Apple lands yet another patent for cellular connectivity in the MacBook
On Tuesday, Apple was granted another patent that covers adding cellular connectivity to its MacBooks. The patent was originally filed on June 8, 2015, and describes how “Isolated Cavity Antennas” are installed within the slot-shaped opening residing between the device base and its lid.
“A slot-shaped opening may separate the upper and lower housing,” states the abstract. “A flexible printed circuit with ground traces may bisect the slot-shaped opening to form first and second slots. Cavity antennas may be aligned with the slots.”
According to the patent, the first slot, second slot, and third slot run parallel to the rotational axis. The installed “cavity” antenna transmits and receives signals through the first slot when the MacBook is in the closed position. When the lid is opened, the antenna transmits and receives signals through the second and third slots.
There are actually two antennas installed in two cavities residing between the hinges, which deal with 2.4GHz and 5GHz wireless networking. A third cavity is described for long-range communications such as cellular telephone bands. The patent even covers other connectivity options like near-field communications (NFC), 60GHz communications, light-based wireless connectivity, satellite navigation, and more.

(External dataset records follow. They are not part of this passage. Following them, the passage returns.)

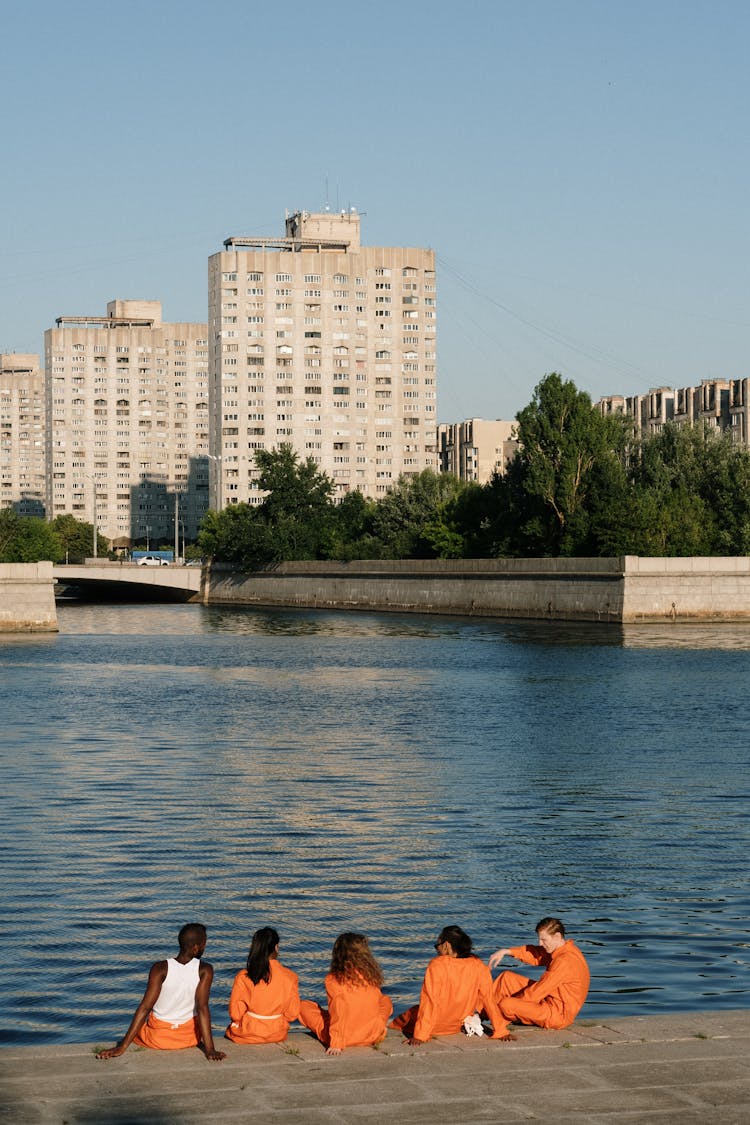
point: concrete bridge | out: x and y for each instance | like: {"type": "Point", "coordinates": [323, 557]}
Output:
{"type": "Point", "coordinates": [150, 583]}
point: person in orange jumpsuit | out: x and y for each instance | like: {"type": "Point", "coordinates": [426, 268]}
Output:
{"type": "Point", "coordinates": [173, 1013]}
{"type": "Point", "coordinates": [457, 984]}
{"type": "Point", "coordinates": [558, 996]}
{"type": "Point", "coordinates": [264, 996]}
{"type": "Point", "coordinates": [358, 1011]}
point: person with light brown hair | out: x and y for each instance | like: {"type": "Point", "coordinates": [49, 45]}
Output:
{"type": "Point", "coordinates": [558, 996]}
{"type": "Point", "coordinates": [457, 986]}
{"type": "Point", "coordinates": [358, 1010]}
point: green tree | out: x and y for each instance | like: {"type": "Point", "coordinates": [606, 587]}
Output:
{"type": "Point", "coordinates": [295, 520]}
{"type": "Point", "coordinates": [27, 539]}
{"type": "Point", "coordinates": [568, 457]}
{"type": "Point", "coordinates": [77, 537]}
{"type": "Point", "coordinates": [416, 518]}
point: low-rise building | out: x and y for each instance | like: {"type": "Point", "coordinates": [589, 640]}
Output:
{"type": "Point", "coordinates": [477, 448]}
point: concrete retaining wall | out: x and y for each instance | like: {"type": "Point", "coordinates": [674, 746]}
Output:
{"type": "Point", "coordinates": [687, 588]}
{"type": "Point", "coordinates": [27, 597]}
{"type": "Point", "coordinates": [587, 590]}
{"type": "Point", "coordinates": [615, 590]}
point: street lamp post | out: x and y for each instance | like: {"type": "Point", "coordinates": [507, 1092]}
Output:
{"type": "Point", "coordinates": [93, 489]}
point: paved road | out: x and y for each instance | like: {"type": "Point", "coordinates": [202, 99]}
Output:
{"type": "Point", "coordinates": [671, 1070]}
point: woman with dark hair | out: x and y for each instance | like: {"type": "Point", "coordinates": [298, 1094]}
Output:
{"type": "Point", "coordinates": [358, 1011]}
{"type": "Point", "coordinates": [264, 996]}
{"type": "Point", "coordinates": [455, 986]}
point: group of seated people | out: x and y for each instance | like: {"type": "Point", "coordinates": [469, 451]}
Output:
{"type": "Point", "coordinates": [458, 992]}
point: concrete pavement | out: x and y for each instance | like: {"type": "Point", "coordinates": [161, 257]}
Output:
{"type": "Point", "coordinates": [687, 1069]}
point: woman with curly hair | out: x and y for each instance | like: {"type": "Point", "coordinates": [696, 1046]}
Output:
{"type": "Point", "coordinates": [358, 1011]}
{"type": "Point", "coordinates": [455, 986]}
{"type": "Point", "coordinates": [264, 995]}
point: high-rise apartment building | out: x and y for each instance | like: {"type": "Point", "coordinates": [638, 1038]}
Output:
{"type": "Point", "coordinates": [21, 434]}
{"type": "Point", "coordinates": [476, 449]}
{"type": "Point", "coordinates": [324, 344]}
{"type": "Point", "coordinates": [127, 423]}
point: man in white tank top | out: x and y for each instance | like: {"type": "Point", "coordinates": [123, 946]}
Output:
{"type": "Point", "coordinates": [173, 1013]}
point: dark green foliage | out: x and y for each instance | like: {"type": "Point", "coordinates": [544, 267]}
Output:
{"type": "Point", "coordinates": [77, 539]}
{"type": "Point", "coordinates": [27, 539]}
{"type": "Point", "coordinates": [580, 485]}
{"type": "Point", "coordinates": [295, 521]}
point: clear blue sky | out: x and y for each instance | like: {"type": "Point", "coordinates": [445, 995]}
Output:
{"type": "Point", "coordinates": [581, 170]}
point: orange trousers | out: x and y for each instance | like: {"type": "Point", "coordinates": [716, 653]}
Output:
{"type": "Point", "coordinates": [508, 993]}
{"type": "Point", "coordinates": [162, 1036]}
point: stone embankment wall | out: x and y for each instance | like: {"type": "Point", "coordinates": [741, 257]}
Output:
{"type": "Point", "coordinates": [614, 590]}
{"type": "Point", "coordinates": [27, 597]}
{"type": "Point", "coordinates": [686, 588]}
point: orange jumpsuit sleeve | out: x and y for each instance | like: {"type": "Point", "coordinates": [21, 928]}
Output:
{"type": "Point", "coordinates": [242, 991]}
{"type": "Point", "coordinates": [340, 1009]}
{"type": "Point", "coordinates": [289, 1002]}
{"type": "Point", "coordinates": [431, 998]}
{"type": "Point", "coordinates": [487, 1000]}
{"type": "Point", "coordinates": [531, 954]}
{"type": "Point", "coordinates": [566, 978]}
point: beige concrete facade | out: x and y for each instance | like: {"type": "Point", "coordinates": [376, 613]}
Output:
{"type": "Point", "coordinates": [717, 404]}
{"type": "Point", "coordinates": [325, 344]}
{"type": "Point", "coordinates": [21, 434]}
{"type": "Point", "coordinates": [476, 449]}
{"type": "Point", "coordinates": [127, 423]}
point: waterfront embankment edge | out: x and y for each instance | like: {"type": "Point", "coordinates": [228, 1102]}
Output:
{"type": "Point", "coordinates": [687, 1068]}
{"type": "Point", "coordinates": [620, 591]}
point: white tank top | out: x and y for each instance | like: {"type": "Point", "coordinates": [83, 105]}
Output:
{"type": "Point", "coordinates": [177, 1000]}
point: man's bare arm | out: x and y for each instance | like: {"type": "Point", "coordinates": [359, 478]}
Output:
{"type": "Point", "coordinates": [156, 978]}
{"type": "Point", "coordinates": [202, 1013]}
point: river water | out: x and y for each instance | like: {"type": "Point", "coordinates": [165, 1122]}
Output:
{"type": "Point", "coordinates": [322, 772]}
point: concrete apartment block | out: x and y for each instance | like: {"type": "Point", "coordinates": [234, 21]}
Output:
{"type": "Point", "coordinates": [127, 423]}
{"type": "Point", "coordinates": [325, 344]}
{"type": "Point", "coordinates": [717, 404]}
{"type": "Point", "coordinates": [476, 449]}
{"type": "Point", "coordinates": [21, 434]}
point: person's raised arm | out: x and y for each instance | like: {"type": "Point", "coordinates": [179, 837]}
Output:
{"type": "Point", "coordinates": [497, 956]}
{"type": "Point", "coordinates": [156, 978]}
{"type": "Point", "coordinates": [205, 978]}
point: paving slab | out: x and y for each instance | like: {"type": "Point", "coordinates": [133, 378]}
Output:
{"type": "Point", "coordinates": [687, 1068]}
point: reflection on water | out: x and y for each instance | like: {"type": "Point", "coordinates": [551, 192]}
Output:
{"type": "Point", "coordinates": [321, 772]}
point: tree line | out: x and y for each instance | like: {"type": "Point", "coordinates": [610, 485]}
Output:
{"type": "Point", "coordinates": [580, 485]}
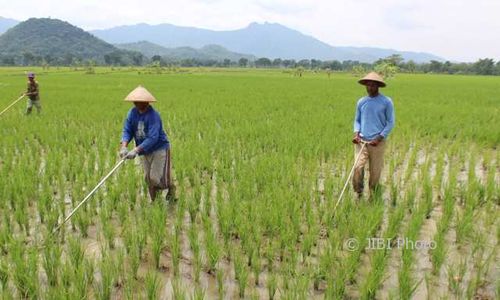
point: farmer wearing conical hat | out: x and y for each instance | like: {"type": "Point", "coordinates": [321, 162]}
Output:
{"type": "Point", "coordinates": [144, 124]}
{"type": "Point", "coordinates": [373, 122]}
{"type": "Point", "coordinates": [33, 93]}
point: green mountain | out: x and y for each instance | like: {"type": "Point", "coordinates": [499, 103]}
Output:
{"type": "Point", "coordinates": [271, 40]}
{"type": "Point", "coordinates": [6, 23]}
{"type": "Point", "coordinates": [53, 41]}
{"type": "Point", "coordinates": [209, 52]}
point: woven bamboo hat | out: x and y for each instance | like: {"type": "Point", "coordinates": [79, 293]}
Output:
{"type": "Point", "coordinates": [140, 94]}
{"type": "Point", "coordinates": [372, 76]}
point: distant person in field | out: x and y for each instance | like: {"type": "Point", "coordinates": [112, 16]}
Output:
{"type": "Point", "coordinates": [33, 93]}
{"type": "Point", "coordinates": [144, 125]}
{"type": "Point", "coordinates": [373, 123]}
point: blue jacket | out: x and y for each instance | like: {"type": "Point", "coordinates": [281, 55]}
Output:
{"type": "Point", "coordinates": [146, 129]}
{"type": "Point", "coordinates": [374, 116]}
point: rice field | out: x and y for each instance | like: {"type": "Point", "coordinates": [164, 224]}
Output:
{"type": "Point", "coordinates": [259, 159]}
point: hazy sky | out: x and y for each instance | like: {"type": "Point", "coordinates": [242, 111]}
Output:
{"type": "Point", "coordinates": [460, 30]}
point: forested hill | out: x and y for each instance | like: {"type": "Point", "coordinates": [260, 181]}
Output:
{"type": "Point", "coordinates": [53, 41]}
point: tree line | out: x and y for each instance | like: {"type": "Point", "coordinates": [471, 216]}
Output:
{"type": "Point", "coordinates": [390, 64]}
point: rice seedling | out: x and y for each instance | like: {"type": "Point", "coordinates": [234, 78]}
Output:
{"type": "Point", "coordinates": [152, 283]}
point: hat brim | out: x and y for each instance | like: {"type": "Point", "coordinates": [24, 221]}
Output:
{"type": "Point", "coordinates": [140, 100]}
{"type": "Point", "coordinates": [364, 81]}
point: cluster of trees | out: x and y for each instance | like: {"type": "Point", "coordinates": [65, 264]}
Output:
{"type": "Point", "coordinates": [114, 58]}
{"type": "Point", "coordinates": [388, 65]}
{"type": "Point", "coordinates": [391, 64]}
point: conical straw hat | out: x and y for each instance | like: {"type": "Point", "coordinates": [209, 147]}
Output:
{"type": "Point", "coordinates": [140, 94]}
{"type": "Point", "coordinates": [372, 76]}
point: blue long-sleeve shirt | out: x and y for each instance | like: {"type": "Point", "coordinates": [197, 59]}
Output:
{"type": "Point", "coordinates": [374, 116]}
{"type": "Point", "coordinates": [146, 129]}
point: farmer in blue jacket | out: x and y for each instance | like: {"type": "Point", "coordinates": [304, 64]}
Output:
{"type": "Point", "coordinates": [144, 124]}
{"type": "Point", "coordinates": [373, 122]}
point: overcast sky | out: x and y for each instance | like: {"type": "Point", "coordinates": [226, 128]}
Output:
{"type": "Point", "coordinates": [458, 30]}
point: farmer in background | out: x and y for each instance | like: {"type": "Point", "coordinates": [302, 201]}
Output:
{"type": "Point", "coordinates": [373, 122]}
{"type": "Point", "coordinates": [33, 93]}
{"type": "Point", "coordinates": [144, 124]}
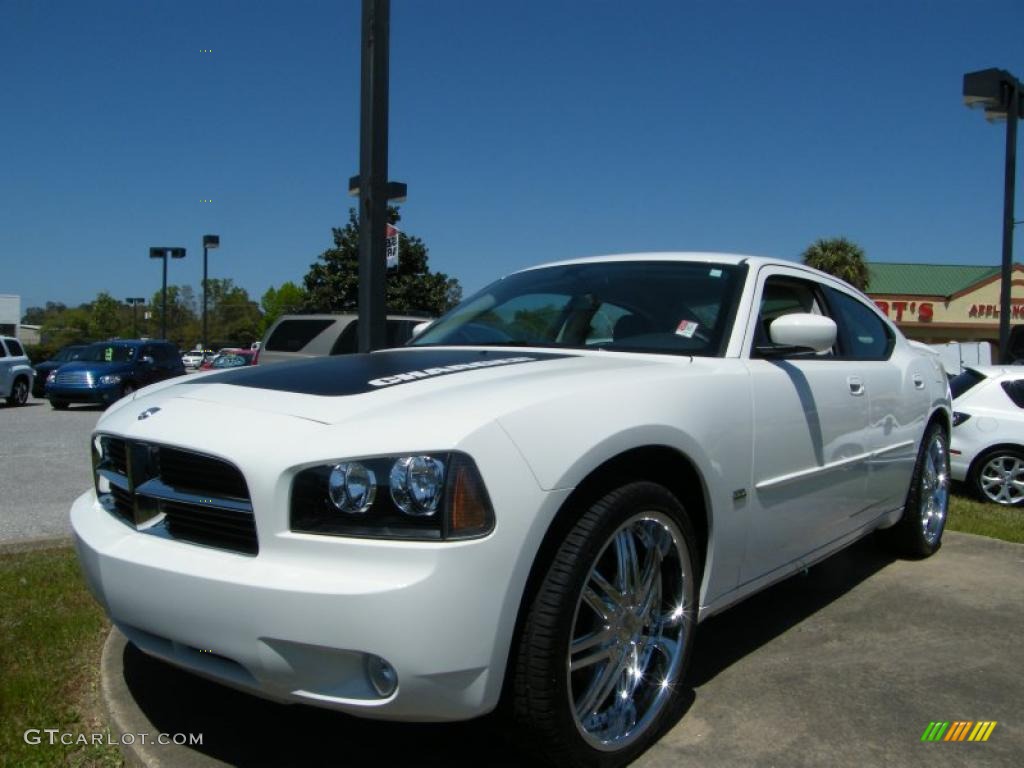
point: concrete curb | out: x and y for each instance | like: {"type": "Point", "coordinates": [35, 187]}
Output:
{"type": "Point", "coordinates": [119, 716]}
{"type": "Point", "coordinates": [36, 543]}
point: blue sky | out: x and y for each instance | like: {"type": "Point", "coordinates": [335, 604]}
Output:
{"type": "Point", "coordinates": [526, 131]}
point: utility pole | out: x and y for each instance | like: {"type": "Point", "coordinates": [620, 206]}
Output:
{"type": "Point", "coordinates": [372, 184]}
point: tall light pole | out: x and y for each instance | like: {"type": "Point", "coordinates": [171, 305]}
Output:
{"type": "Point", "coordinates": [134, 301]}
{"type": "Point", "coordinates": [999, 93]}
{"type": "Point", "coordinates": [209, 243]}
{"type": "Point", "coordinates": [372, 184]}
{"type": "Point", "coordinates": [162, 253]}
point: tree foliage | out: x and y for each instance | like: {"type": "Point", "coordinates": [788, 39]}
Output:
{"type": "Point", "coordinates": [841, 258]}
{"type": "Point", "coordinates": [333, 283]}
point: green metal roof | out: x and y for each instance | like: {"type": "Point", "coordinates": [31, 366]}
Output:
{"type": "Point", "coordinates": [925, 280]}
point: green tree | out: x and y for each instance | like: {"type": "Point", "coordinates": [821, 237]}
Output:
{"type": "Point", "coordinates": [182, 325]}
{"type": "Point", "coordinates": [332, 284]}
{"type": "Point", "coordinates": [839, 257]}
{"type": "Point", "coordinates": [279, 301]}
{"type": "Point", "coordinates": [231, 316]}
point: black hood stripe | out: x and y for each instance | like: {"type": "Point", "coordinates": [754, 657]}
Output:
{"type": "Point", "coordinates": [356, 374]}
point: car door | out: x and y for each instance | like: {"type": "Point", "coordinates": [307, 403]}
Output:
{"type": "Point", "coordinates": [897, 389]}
{"type": "Point", "coordinates": [810, 434]}
{"type": "Point", "coordinates": [5, 366]}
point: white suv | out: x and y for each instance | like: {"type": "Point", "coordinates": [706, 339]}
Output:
{"type": "Point", "coordinates": [16, 373]}
{"type": "Point", "coordinates": [987, 444]}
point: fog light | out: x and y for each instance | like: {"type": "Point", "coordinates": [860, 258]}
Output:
{"type": "Point", "coordinates": [417, 484]}
{"type": "Point", "coordinates": [351, 487]}
{"type": "Point", "coordinates": [382, 675]}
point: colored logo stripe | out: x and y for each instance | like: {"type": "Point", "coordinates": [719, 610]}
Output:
{"type": "Point", "coordinates": [958, 730]}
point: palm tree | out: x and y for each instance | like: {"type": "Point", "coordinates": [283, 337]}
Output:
{"type": "Point", "coordinates": [839, 257]}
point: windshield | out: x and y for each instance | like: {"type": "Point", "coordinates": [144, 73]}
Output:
{"type": "Point", "coordinates": [109, 353]}
{"type": "Point", "coordinates": [69, 353]}
{"type": "Point", "coordinates": [669, 307]}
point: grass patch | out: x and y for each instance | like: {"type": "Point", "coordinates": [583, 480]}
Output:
{"type": "Point", "coordinates": [971, 516]}
{"type": "Point", "coordinates": [51, 634]}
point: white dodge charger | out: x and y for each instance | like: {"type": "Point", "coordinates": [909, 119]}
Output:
{"type": "Point", "coordinates": [535, 503]}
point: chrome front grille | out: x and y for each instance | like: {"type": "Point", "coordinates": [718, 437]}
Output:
{"type": "Point", "coordinates": [74, 379]}
{"type": "Point", "coordinates": [175, 494]}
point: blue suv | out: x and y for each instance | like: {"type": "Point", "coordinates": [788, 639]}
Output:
{"type": "Point", "coordinates": [108, 371]}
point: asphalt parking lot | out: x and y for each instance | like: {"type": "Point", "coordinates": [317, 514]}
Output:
{"type": "Point", "coordinates": [45, 459]}
{"type": "Point", "coordinates": [844, 667]}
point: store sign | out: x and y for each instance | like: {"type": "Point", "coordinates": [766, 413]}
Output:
{"type": "Point", "coordinates": [907, 311]}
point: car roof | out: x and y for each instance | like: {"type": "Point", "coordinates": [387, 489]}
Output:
{"type": "Point", "coordinates": [707, 257]}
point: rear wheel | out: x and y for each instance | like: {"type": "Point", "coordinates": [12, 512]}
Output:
{"type": "Point", "coordinates": [998, 477]}
{"type": "Point", "coordinates": [919, 534]}
{"type": "Point", "coordinates": [607, 637]}
{"type": "Point", "coordinates": [18, 393]}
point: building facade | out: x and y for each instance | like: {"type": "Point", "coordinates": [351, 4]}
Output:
{"type": "Point", "coordinates": [937, 303]}
{"type": "Point", "coordinates": [10, 314]}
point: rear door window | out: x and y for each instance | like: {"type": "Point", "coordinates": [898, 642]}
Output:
{"type": "Point", "coordinates": [964, 381]}
{"type": "Point", "coordinates": [293, 335]}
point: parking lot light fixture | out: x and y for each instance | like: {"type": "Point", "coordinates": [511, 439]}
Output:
{"type": "Point", "coordinates": [163, 253]}
{"type": "Point", "coordinates": [134, 301]}
{"type": "Point", "coordinates": [999, 94]}
{"type": "Point", "coordinates": [209, 243]}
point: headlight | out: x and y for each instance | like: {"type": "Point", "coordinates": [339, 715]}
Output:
{"type": "Point", "coordinates": [418, 496]}
{"type": "Point", "coordinates": [351, 487]}
{"type": "Point", "coordinates": [417, 482]}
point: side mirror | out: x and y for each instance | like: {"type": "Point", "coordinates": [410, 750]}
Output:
{"type": "Point", "coordinates": [800, 333]}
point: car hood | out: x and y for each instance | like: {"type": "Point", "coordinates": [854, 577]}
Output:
{"type": "Point", "coordinates": [453, 384]}
{"type": "Point", "coordinates": [95, 367]}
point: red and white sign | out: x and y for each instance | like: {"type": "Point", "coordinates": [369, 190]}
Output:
{"type": "Point", "coordinates": [391, 246]}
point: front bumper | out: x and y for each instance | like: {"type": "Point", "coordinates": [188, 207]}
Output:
{"type": "Point", "coordinates": [105, 394]}
{"type": "Point", "coordinates": [299, 622]}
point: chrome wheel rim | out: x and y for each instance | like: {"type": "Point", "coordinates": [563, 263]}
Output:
{"type": "Point", "coordinates": [935, 488]}
{"type": "Point", "coordinates": [629, 632]}
{"type": "Point", "coordinates": [1001, 479]}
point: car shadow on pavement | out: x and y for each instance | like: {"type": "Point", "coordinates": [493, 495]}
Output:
{"type": "Point", "coordinates": [244, 730]}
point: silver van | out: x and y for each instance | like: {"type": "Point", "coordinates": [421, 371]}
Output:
{"type": "Point", "coordinates": [296, 336]}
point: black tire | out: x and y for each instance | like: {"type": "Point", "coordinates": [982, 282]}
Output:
{"type": "Point", "coordinates": [919, 532]}
{"type": "Point", "coordinates": [18, 392]}
{"type": "Point", "coordinates": [620, 631]}
{"type": "Point", "coordinates": [992, 474]}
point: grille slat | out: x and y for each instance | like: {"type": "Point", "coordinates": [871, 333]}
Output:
{"type": "Point", "coordinates": [188, 475]}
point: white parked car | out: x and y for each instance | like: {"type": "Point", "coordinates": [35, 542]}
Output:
{"type": "Point", "coordinates": [987, 446]}
{"type": "Point", "coordinates": [194, 357]}
{"type": "Point", "coordinates": [537, 501]}
{"type": "Point", "coordinates": [16, 373]}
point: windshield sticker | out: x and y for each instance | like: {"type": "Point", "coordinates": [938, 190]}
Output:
{"type": "Point", "coordinates": [686, 329]}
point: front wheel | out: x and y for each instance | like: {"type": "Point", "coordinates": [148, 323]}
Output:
{"type": "Point", "coordinates": [998, 477]}
{"type": "Point", "coordinates": [18, 393]}
{"type": "Point", "coordinates": [919, 532]}
{"type": "Point", "coordinates": [607, 637]}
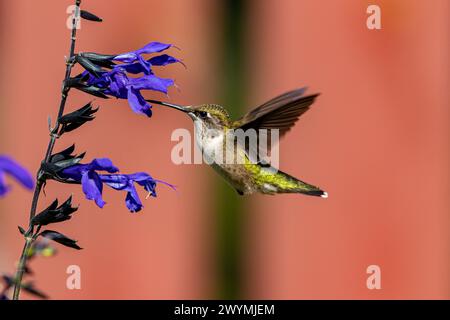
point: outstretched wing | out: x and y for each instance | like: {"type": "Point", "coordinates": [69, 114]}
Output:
{"type": "Point", "coordinates": [279, 113]}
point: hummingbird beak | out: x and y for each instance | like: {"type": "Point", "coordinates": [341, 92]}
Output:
{"type": "Point", "coordinates": [171, 105]}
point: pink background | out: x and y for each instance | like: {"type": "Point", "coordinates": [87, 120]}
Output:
{"type": "Point", "coordinates": [376, 140]}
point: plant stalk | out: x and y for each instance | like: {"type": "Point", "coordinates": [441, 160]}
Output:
{"type": "Point", "coordinates": [29, 236]}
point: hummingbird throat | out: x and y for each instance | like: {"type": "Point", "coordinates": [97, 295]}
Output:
{"type": "Point", "coordinates": [226, 146]}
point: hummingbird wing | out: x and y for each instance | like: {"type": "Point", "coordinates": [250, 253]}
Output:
{"type": "Point", "coordinates": [279, 113]}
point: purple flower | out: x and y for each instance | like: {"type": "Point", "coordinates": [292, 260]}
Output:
{"type": "Point", "coordinates": [87, 175]}
{"type": "Point", "coordinates": [9, 167]}
{"type": "Point", "coordinates": [92, 182]}
{"type": "Point", "coordinates": [118, 81]}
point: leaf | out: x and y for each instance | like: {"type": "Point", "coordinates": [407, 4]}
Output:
{"type": "Point", "coordinates": [29, 287]}
{"type": "Point", "coordinates": [60, 238]}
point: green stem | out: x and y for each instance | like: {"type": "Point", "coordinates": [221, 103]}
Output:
{"type": "Point", "coordinates": [29, 236]}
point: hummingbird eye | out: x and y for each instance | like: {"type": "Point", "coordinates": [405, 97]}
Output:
{"type": "Point", "coordinates": [203, 114]}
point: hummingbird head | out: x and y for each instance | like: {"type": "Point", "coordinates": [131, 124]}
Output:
{"type": "Point", "coordinates": [208, 116]}
{"type": "Point", "coordinates": [212, 116]}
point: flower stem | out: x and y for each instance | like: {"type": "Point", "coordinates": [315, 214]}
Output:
{"type": "Point", "coordinates": [29, 236]}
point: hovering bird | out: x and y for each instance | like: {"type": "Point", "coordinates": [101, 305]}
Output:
{"type": "Point", "coordinates": [212, 124]}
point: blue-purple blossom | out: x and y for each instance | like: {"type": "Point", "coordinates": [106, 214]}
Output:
{"type": "Point", "coordinates": [11, 168]}
{"type": "Point", "coordinates": [92, 182]}
{"type": "Point", "coordinates": [119, 83]}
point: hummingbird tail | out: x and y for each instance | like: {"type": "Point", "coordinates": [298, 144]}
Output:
{"type": "Point", "coordinates": [289, 184]}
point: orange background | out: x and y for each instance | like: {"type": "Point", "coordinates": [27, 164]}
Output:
{"type": "Point", "coordinates": [376, 140]}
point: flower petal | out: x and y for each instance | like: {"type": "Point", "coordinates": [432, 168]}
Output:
{"type": "Point", "coordinates": [153, 47]}
{"type": "Point", "coordinates": [163, 60]}
{"type": "Point", "coordinates": [103, 164]}
{"type": "Point", "coordinates": [132, 200]}
{"type": "Point", "coordinates": [93, 187]}
{"type": "Point", "coordinates": [151, 82]}
{"type": "Point", "coordinates": [138, 103]}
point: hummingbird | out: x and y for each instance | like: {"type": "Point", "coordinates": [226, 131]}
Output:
{"type": "Point", "coordinates": [212, 123]}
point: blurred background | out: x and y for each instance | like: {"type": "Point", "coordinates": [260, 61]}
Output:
{"type": "Point", "coordinates": [377, 140]}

Apple began thinking to install cellular connectivity into its MacBooks in 2007. In fact, the MacBook Pro almost received 3G connectivity support, but former Apple CEO Steve Jobs said in 2008 that the company decided it would consume too much room on the device, and would lock customers to a specific carrier. Instead, owners could use a USB-based modem and use the carrier they wanted.
One possible solution Apple might use for the MacBook is Apple SIM, which is supported by AT&T, Sprint, and T-Mobile here in the United States. It already comes pre-installed in a number of Wi-Fi/Cellular iPad models, and the 9.7-inch iPad Pro. According to Apple, this wireless tech can keep customers connected “in more than 100 countries and territories around the world.”
This isn’t the first patent Apple received the green light for in regards to MacBook cellular connectivity. One granted on May 24, 2016, is called “Electronic device with dual clutch barrel cavity antennas,” and states that cavity antennas could be formed in a clutch barrel region located between the hinges. At first glance, it seems almost identical to Tuesday’s granted patent, meaning Apple is seemingly covering all of its bases regarding the design for adding 4G LTE connectivity to its MacBooks.
Unfortunately, that doesn’t mean the feature is coming soon. Large companies like Apple tend to patent everything they think they’ll use, so a competitor doesn’t beat them to it, or claim they had the idea first. LTE would be a great feature for Mac — but it’s anyone guess if it’ll actually arrive.